Research article 22 Oct 2013

Research article | 22 Oct 2013

Spectral induced polarization measurements for predicting the hydraulic conductivity in sandy aquifers

M. Attwa1,2 and T. Günther3 M. Attwa and T. Günther
  • 1Geology Department, Faculty of Science, Zagazig University, 44519 Zagazig, Egypt
  • 2Geophysical Engineering Department, Faculty of Engineering, Ankara University, 6200 Ankara, Turkey
  • 3Leibniz Institute for Applied Geophysics (LIAG), 30655 Hannover, Germany

Abstract. Field and laboratory spectral induced polarization (SIP) measurements are integrated to characterize the hydrogeological conditions at the Schillerslage test site in Germany. The phase images are capable of monitoring thin peat layers within the sandy aquifers.
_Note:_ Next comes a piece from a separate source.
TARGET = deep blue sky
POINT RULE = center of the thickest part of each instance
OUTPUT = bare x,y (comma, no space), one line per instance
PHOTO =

However, the field results show limitations of decreasing resolution with depth. In comparison with the field inversion results, the SIP laboratory measurements show a certain shift in SIP response due to different compaction and sorting of the samples. The SIP data are analyzed to derive an empirical relationship for predicting the hydraulic conductivity (K). In particular, two significant but weak correlations between individual real resistivities (ρ') and relaxation times (τ), based on a Debye decomposition (DD) model, with measured K are found for the upper groundwater aquifer. The maximum relaxation time (τmax) and logarithmically weighted average relaxation time (τlw) show a better relation with K values than the median value τ50. A combined power law relation between individual ρ' and τ with K is developed with an expression of A · (ρ')B · (τlw)C, where A, B and C are determined using a least-squares fit between the measured and predicted K. The suggested approach with the calculated coefficients of the first aquifer is applied for the second. Results show good correlation with the measured K indicating that the derived relationship is superior to single phase angle models as Börner or Slater models.